I’ve added support for both versions of splitseq but it is backwards compatible(splitseq or splitseq-v1 are aliases for the same setting). Use v1 not v2 for this data.

ayyildizd commented 1 year ago

Hi Tom,

I guess the problem is I am not able to pull dev branch

$ git pull https://github.com/minoda-lab/universc.git dev
From https://github.com/minoda-lab/universc
 * branch            dev        -> FETCH_HEAD
Already up to date.
$ git checkout dev
error: pathspec 'dev' did not match any file(s) known to git

TomKellyGenetics commented 1 year ago

Oh I see now, I’m relieved actually. Hopefully the updated script will work for you once you have it merged.

As for git settings, I think the problem is cloning the repo only copied the master branch. You’ll need to create the dev branch on your local repository and pull updates.

git checkout -b dev HEAD
git remote add upstream https://github.com/minoda-lab/universc.git
git fetch upstream dev
git merge upstream/dev

If the issue persists with the updated script, let me know and I will try to test it again. A common issue is that sequence and quality scores are different lengths in converted fastq files but it should be avoided in this case.

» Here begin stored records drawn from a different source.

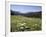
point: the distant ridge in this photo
(28, 14)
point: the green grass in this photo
(33, 23)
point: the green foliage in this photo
(21, 23)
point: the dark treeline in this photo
(28, 14)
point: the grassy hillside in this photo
(21, 23)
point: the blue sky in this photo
(25, 8)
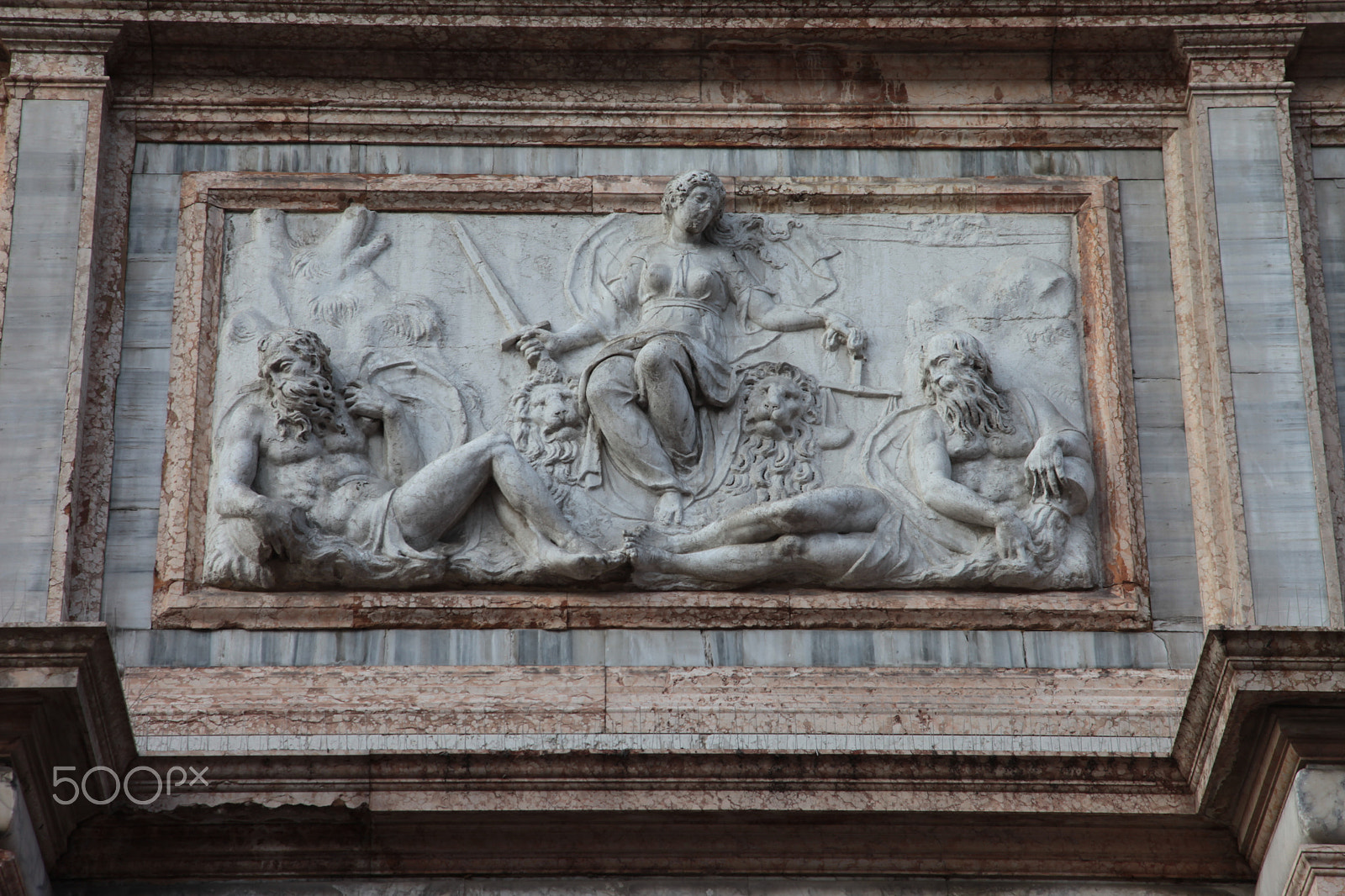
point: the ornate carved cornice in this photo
(61, 54)
(1221, 58)
(1262, 705)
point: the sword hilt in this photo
(510, 342)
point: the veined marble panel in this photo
(35, 353)
(1289, 576)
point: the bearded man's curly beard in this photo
(972, 407)
(304, 403)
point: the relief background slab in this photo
(1064, 222)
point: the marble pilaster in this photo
(1306, 853)
(1250, 373)
(54, 124)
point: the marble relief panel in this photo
(697, 387)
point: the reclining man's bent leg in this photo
(440, 493)
(842, 509)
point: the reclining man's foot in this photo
(649, 549)
(585, 567)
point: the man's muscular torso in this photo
(990, 465)
(324, 475)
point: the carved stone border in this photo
(181, 602)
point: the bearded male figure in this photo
(293, 478)
(999, 474)
(798, 532)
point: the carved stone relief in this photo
(681, 400)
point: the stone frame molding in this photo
(182, 602)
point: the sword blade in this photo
(494, 288)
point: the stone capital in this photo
(1237, 57)
(58, 53)
(1306, 855)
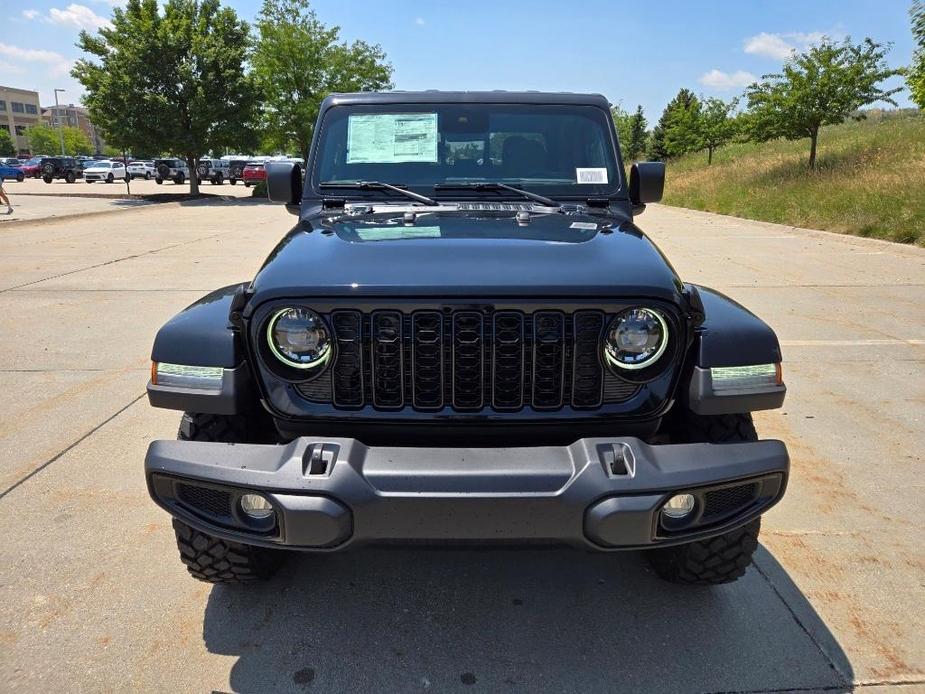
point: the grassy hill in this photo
(869, 180)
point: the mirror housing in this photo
(284, 182)
(647, 183)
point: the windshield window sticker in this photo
(397, 233)
(596, 175)
(391, 138)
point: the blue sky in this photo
(634, 53)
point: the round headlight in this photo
(299, 338)
(636, 339)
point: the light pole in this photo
(58, 116)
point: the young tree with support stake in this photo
(174, 81)
(823, 86)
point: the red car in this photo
(253, 173)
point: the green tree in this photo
(717, 124)
(623, 123)
(7, 146)
(823, 86)
(658, 147)
(43, 139)
(175, 80)
(76, 142)
(636, 146)
(682, 129)
(915, 75)
(298, 61)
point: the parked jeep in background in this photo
(174, 170)
(213, 170)
(52, 168)
(236, 170)
(470, 349)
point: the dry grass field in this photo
(869, 181)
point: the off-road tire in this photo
(214, 560)
(206, 557)
(720, 559)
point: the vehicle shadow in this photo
(561, 620)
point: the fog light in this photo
(256, 506)
(679, 506)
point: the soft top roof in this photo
(493, 97)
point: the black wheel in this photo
(213, 559)
(720, 559)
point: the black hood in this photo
(466, 255)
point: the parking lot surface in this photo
(93, 596)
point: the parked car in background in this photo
(141, 169)
(236, 170)
(105, 171)
(174, 170)
(254, 173)
(8, 170)
(68, 168)
(32, 168)
(213, 170)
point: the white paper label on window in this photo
(591, 175)
(391, 138)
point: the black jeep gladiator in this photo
(465, 339)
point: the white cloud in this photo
(717, 79)
(79, 16)
(780, 46)
(57, 64)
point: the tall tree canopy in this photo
(174, 81)
(823, 86)
(298, 61)
(916, 74)
(716, 125)
(683, 102)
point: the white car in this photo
(141, 169)
(106, 171)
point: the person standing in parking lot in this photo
(5, 199)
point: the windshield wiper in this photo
(493, 185)
(378, 185)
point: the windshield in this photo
(559, 150)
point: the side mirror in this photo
(647, 182)
(284, 182)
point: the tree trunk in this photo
(812, 148)
(192, 162)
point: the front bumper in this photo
(602, 494)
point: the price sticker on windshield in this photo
(592, 176)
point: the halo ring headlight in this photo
(299, 338)
(636, 339)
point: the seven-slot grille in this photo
(467, 360)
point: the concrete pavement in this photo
(94, 598)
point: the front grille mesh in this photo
(467, 360)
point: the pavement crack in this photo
(110, 262)
(845, 681)
(70, 447)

ayyildizd commented 1 year ago

Thanks Tom!

I created a white list using all possible permutations of barcodes 8bp long.

Next I tried this code:

bash launch_universc.sh -t "splitseq" -b ./path_to/AllPossibilities_8_barcodes.txt --setup

Setup flag works with 10x but not with splitseq, it expects to see all the files:

***WARNING: technology is set to splitseq. barcodes on Read 2 will be used***
basename: missing operand
Try 'basename --help' for more information.
cut: invalid field range
Try 'cut --help' for more information.
***WARNING: filename  is not following the naming convention. (e.g. EXAMPLE_S1_L001_R1_001.fastq)***
basename: missing operand
Try 'basename --help' for more information.
cut: invalid field range
Try 'cut --help' for more information.
***WARNING: filename  is not following the naming convention. (e.g. EXAMPLE_S1_L001_R1_001.fastq)***
Error: option --reference is required

Then I used your pipeline by mentioning this new whitelist with -b option. But This time I get a different error after initiation of cell ranger:

[error] Pipestance failed. Error log at:
test_SRR16248559/SC_RNA_COUNTER_CS/SC_RNA_COUNTER/_BASIC_SC_RNA_COUNTER/CHUNK_READS/fork0/chnk0-u5f60ff69b4/_errors

Log message:
Traceback (most recent call last):
  File "{toolsdir}/cellranger-3.0.2/martian-cs/v3.2.0/adapters/python/martian_shell.py", line 590, in _main
    stage.main()
  File "{toolsdir}/cellranger-3.0.2/martian-cs/v3.2.0/adapters/python/martian_shell.py", line 555, in main
    self._run(lambda: self._module.main(args, outs))
  File "{toolsdir}/cellranger-3.0.2/martian-cs/v3.2.0/adapters/python/martian_shell.py", line 524, in _run
    cmd()
  File "{toolsdir}/cellranger-3.0.2/martian-cs/v3.2.0/adapters/python/martian_shell.py", line 555, in <lambda>
    self._run(lambda: self._module.main(args, outs))
  File "{toolsdir}/cellranger-3.0.2/cellranger-cs/3.0.2/mro/stages/common/chunk_reads/__init__.py", line 53, in main
    tk_subproc.check_call(chunk_reads_args)
  File "{toolsdir}/cellranger-3.0.2/cellranger-cs/3.0.2/tenkit/lib/python/tenkit/log_subprocess.py", line 37, in check_call
    return subprocess.check_call(*args, **kwargs)
  File "{toolsdir}/cellranger-3.0.2/miniconda-cr-cs/4.3.21-miniconda-cr-cs-c10/lib/python2.7/subprocess.py", line 186, in check_call
    raise CalledProcessError(retcode, cmd)
CalledProcessError: Command '['chunk_reads', '--reads-per-fastq', '5000000', '{projectdir}/test_SRR16248559/SC_RNA_COUNTER_CS/SC_RNA_COUNTER/_BASIC_SC_RNA_COUNTER/CHUNK_READS/fork0/chnk0-u5f60ff69b4/files/', 'fastq_chunk', '--martian-args', 'chunk_args.json', '--compress', 'lz4']' returned non-zero exit status 1

Waiting 6 seconds for UI to do final refresh.
Pipestance failed. Use --noexit option to keep UI running after failure.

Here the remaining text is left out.